Background: Inflammatory rheumatic diseases have been associated with increased cardiovascular risk and arterial stiffness. Polymyalgia rheumatica (PMR), a disease which affects primarily older people, is characterised by a systemic inflammatory response but little is known about aortic involvement in PMR. A study was undertaken to investigate whether aortic stiffness is increased in PMR and whether it improves after steroid treatment.
Methods: Thirty-nine patients with PMR (age 72 ± 8 years, 44% men, blood pressure (BP) 134/75 ± 16/9 mm Hg) and 39 age-, sex- and BP-matched control subjects underwent aortic pulse wave velocity (PWV) determination. Aortic augmentation as a measure of the impact of the reflection wave on central haemodynamics was also measured and corrected for heart rate.
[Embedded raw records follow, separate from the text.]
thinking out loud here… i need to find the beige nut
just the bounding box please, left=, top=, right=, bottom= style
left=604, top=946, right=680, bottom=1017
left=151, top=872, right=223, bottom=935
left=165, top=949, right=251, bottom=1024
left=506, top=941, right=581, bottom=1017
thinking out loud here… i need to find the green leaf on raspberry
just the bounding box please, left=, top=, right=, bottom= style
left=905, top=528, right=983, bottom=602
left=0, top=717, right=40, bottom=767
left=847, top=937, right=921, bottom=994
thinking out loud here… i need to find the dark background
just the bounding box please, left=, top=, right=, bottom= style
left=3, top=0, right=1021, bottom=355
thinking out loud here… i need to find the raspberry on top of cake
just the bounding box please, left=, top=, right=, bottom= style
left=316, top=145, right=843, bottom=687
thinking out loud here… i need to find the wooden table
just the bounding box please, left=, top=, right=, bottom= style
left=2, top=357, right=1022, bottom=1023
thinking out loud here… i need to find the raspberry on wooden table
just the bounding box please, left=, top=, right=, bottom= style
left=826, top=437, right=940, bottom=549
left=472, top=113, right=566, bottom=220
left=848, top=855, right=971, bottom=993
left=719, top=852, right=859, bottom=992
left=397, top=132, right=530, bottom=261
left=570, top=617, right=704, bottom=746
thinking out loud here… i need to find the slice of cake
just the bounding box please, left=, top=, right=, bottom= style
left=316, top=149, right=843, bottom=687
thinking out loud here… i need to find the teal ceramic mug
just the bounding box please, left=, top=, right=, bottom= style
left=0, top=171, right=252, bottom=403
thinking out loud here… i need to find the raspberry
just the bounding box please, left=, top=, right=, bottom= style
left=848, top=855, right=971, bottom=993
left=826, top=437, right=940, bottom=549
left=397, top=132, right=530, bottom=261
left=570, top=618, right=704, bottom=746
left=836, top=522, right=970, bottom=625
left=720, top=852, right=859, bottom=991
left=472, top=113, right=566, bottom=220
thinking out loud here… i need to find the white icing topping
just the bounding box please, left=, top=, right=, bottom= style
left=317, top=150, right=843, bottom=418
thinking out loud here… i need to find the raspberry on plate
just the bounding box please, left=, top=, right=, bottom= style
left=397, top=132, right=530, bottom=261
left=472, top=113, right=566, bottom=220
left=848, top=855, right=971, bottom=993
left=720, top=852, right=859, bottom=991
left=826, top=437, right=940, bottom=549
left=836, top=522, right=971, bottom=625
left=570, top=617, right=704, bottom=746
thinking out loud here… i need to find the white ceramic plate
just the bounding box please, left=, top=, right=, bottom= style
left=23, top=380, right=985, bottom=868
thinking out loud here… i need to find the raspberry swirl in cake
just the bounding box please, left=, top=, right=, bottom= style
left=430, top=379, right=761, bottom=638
Twenty-nine of the patients were re-examined after 4 weeks of treatment with prednisone at a dose of 15 mg/day.
Results: Aortic PWV was higher in patients with PMR than in control subjects (12.4 ± 4 vs 10.2 ± 2 m/s, p<0.01). Treatment was followed by a reduction in heart rate (from 78 ± 12 to 70 ± 10 beats/min, p<0.001) and no significant change in BP. Aortic PWV decreased after prednisone treatment (from 11.8 ± 3 to 10.5 ± 3 m/s, p=0.015), and the difference was independent of BP and heart rate changes. The change in aortic PWV had a direct correlation with percentage change in plasma C reactive protein (r=0.40, p=0.037). Treatment was also associated with a significant reduction in aortic augmentation index (from 34 ± 7% to 29 ± 8%, p=0.012).
Conclusions: Polymyalgia rheumatica is associated with increased aortic stiffness which may improve upon reduction of systemic inflammation induced by treatment with glucocorticoids.